What is a Verifiable Data Registry?
A Verifiable Data Registry ("VDR"), in the context of decentralised identity, is a place where Decentralised Identifiers (DIDs) can be anchored to.
Commonly, VDRs are blockchains, like cheqd. This is because they are great places to store data immutably.
However, a VDR could also be a web domain, like http://cheqd.io. We could store a public DID on this website, because only the admins of cheqd have the ability to edit this.

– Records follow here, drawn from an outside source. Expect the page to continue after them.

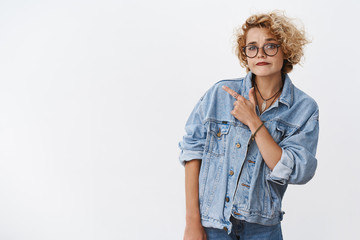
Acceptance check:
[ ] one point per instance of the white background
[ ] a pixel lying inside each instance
(94, 96)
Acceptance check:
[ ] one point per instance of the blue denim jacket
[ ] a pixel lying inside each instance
(234, 179)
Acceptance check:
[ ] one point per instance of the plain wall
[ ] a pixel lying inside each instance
(94, 96)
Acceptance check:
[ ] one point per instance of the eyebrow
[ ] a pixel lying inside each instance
(266, 40)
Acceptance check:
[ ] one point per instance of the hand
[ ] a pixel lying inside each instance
(244, 110)
(194, 232)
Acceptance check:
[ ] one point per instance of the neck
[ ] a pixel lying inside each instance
(269, 85)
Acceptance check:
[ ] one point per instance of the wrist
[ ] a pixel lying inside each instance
(193, 219)
(254, 124)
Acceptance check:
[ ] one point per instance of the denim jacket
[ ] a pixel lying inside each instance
(234, 179)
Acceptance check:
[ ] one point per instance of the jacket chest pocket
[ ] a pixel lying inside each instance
(216, 138)
(280, 130)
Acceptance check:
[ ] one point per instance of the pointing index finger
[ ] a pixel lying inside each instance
(232, 92)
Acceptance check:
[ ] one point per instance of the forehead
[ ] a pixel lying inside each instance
(258, 35)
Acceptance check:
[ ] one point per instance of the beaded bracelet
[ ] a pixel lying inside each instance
(253, 135)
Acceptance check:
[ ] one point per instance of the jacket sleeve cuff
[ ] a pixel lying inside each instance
(283, 169)
(188, 155)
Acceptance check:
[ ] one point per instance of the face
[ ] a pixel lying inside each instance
(263, 65)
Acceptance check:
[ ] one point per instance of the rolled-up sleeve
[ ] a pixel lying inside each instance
(192, 144)
(298, 163)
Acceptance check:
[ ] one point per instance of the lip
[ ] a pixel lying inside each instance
(262, 63)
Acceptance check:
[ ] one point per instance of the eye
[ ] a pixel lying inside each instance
(251, 48)
(270, 46)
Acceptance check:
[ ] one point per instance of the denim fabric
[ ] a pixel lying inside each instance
(234, 179)
(245, 231)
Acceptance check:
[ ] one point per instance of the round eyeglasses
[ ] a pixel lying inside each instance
(270, 49)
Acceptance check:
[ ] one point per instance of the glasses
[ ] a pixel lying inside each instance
(270, 49)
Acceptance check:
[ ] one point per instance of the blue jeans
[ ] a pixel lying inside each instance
(245, 231)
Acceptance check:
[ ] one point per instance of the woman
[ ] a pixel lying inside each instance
(248, 138)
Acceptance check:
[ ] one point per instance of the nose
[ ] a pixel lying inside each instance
(261, 53)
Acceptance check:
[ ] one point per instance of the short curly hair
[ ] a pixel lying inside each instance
(291, 38)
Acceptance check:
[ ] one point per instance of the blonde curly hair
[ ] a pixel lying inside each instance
(291, 38)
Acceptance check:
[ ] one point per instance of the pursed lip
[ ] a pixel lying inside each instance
(262, 63)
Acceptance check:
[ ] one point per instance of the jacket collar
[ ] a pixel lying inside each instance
(287, 93)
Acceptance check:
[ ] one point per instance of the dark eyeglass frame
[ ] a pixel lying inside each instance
(263, 47)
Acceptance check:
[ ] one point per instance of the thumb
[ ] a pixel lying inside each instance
(252, 96)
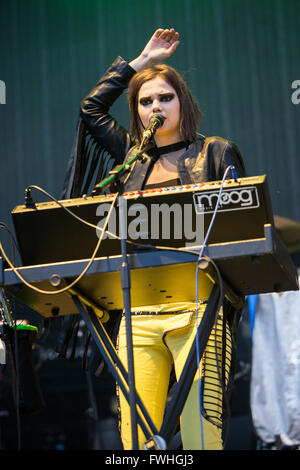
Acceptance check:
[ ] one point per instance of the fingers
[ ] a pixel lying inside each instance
(169, 35)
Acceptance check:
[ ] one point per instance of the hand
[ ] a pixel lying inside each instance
(161, 46)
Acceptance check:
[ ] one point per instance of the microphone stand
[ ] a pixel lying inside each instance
(114, 179)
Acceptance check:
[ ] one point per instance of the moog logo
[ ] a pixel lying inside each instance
(231, 199)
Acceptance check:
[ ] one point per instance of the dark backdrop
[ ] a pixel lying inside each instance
(240, 58)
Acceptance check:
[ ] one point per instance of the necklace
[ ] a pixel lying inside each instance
(173, 147)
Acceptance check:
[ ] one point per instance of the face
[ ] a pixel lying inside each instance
(157, 96)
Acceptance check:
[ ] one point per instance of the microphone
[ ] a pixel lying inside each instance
(155, 121)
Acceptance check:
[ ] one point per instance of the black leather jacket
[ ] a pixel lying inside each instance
(206, 159)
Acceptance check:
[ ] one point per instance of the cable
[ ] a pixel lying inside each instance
(41, 291)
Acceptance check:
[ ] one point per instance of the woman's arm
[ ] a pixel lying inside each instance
(95, 107)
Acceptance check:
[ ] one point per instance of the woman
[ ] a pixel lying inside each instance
(163, 334)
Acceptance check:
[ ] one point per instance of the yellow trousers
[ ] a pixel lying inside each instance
(159, 341)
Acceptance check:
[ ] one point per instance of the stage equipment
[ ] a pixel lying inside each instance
(243, 245)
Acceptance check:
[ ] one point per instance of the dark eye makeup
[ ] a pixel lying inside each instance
(164, 97)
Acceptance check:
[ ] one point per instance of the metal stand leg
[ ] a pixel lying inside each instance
(126, 285)
(114, 364)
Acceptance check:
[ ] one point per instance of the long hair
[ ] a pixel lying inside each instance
(190, 113)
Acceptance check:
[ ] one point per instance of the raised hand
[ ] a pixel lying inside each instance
(161, 46)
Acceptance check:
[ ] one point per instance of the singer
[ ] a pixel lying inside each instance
(175, 154)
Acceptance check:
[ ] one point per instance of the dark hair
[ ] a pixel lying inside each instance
(190, 113)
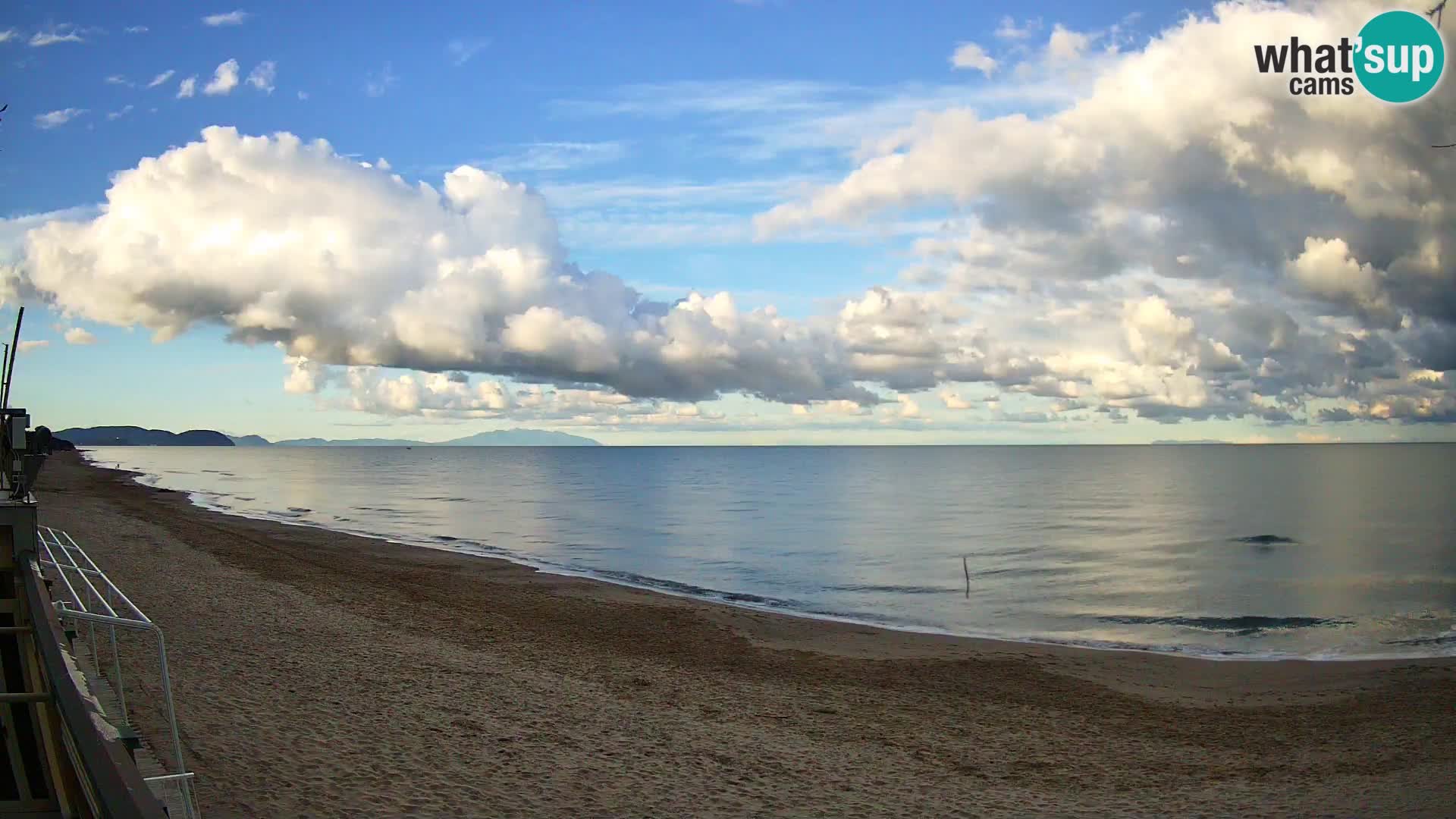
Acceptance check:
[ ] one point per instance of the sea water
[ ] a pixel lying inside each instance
(1228, 551)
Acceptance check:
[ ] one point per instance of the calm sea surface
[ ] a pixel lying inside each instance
(1270, 551)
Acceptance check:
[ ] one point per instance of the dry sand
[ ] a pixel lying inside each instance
(329, 675)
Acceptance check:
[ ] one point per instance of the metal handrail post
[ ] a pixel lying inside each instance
(115, 665)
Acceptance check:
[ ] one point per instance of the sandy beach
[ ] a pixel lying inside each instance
(329, 675)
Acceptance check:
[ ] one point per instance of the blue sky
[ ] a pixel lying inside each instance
(658, 136)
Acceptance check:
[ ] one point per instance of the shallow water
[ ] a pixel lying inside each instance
(1267, 551)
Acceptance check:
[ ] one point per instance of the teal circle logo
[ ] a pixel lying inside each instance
(1400, 55)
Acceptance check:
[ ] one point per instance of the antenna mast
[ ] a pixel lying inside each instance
(9, 369)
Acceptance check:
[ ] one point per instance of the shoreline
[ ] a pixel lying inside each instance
(335, 675)
(715, 596)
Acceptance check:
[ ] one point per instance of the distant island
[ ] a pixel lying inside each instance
(137, 436)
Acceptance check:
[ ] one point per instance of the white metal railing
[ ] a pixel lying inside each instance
(92, 598)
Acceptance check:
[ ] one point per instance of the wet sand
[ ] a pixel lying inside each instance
(329, 675)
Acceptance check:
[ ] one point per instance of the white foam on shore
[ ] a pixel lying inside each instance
(213, 502)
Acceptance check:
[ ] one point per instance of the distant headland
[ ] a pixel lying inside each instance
(139, 436)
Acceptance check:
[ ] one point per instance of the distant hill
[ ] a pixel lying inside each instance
(137, 436)
(495, 438)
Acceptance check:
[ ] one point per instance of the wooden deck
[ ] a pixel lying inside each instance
(147, 760)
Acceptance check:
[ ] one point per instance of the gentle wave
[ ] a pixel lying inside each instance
(1244, 626)
(868, 602)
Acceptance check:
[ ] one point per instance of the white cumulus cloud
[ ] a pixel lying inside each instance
(57, 118)
(971, 55)
(262, 76)
(224, 79)
(226, 18)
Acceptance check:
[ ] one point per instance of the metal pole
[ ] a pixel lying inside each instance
(166, 695)
(15, 346)
(115, 665)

This is largely secure, but is not as resilient as a blockchain, because, for example, the hosting provider for the website could take it down
New innovations in decentralised identity have tried to create a more flexible storage layer for DIDs. Sidetree is a technology which stores DIDs and DID Documents in a temporary Layer 2 storage layer called Sidetree. This data is stored in IPFS, batched and anchored to blockchains in rollups. This minimises the amount of transactions necessary to be made to the Layer 1 blockchain.
Hypothetically, by storing DIDs in a temporary storage Layer 2, with backups in IPFS, the DID could also be updated from being stored on one VDR to another VDR. This is currently the exploratory work of did methods such as did:orb.
KERI, meaning Key Event Rotation Infrastructure, is another emerging innovation in decentralised identity. Rather than anchoring a DID to a specific location or block within a chain, KERI relies on nodes witnessing Key Event Logs (KELs). A KEL may hold an authoritative source of truth about what the latest keys related to a DID are, and who holds them.
In simple terms, KERI's logs are not immutable like a blockchain, but rely on the law of large numbers, and trust that KERI witnesses will act in a trustworthy fashion - providing the most up to date KELs with the correct Key events.